The studies, pulled because of copied data, illustrate the sluggishness of scientific publishers to address serious errors, experts said.

By Benjamin Mueller

Scientists in a prominent cancer lab at Columbia University have now had four studies retracted and a stern note added to a fifth accusing it of “severe abuse of the scientific publishing system,” the latest fallout from research misconduct allegations recently leveled against several leading cancer scientists.

A scientific sleuth in Britain last year uncovered discrepancies in data published by the Columbia lab, including the reuse of photos and other images across different papers. The New York Times reported last month that a medical journal in 2022 had quietly taken down a stomach cancer study by the researchers after an internal inquiry by the journal found ethics violations.

Despite that study’s removal, the researchers — Dr. Sam Yoon, chief of a cancer surgery division at Columbia University’s medical center, and Changhwan Yoon, a more junior biologist there — continued publishing studies with suspicious data. Since 2008, the two scientists have collaborated with other researchers on 26 articles that the sleuth, Sholto David, publicly flagged for misrepresenting experiments’ results.

One of those articles was retracted last month after The Times asked publishers about the allegations. In recent weeks, medical journals have retracted three additional studies, which described new strategies for treating cancers of the stomach, head and neck.

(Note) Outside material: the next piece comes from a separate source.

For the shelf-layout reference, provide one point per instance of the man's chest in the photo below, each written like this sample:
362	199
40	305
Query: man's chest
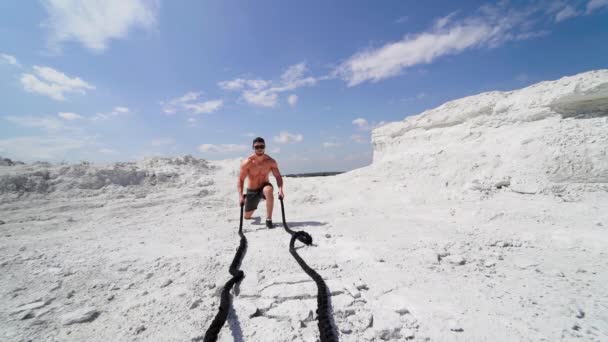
259	167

Other labs had cited the articles in roughly 90 papers.

A major scientific publisher also appended a blunt note to the article that it had originally taken down without explanation in 2022. “This reuse (and in part, misrepresentation) of data without appropriate attribution represents a severe abuse of the scientific publishing system,” it said .

Still, those measures addressed only a small fraction of the lab’s suspect papers. Experts said the episode illustrated not only the extent of unreliable research by top labs, but also the tendency of scientific publishers to respond slowly, if at all, to significant problems once they are detected. As a result, other labs keep relying on questionable work as they pour federal research money into studies, allowing errors to accumulate in the scientific record.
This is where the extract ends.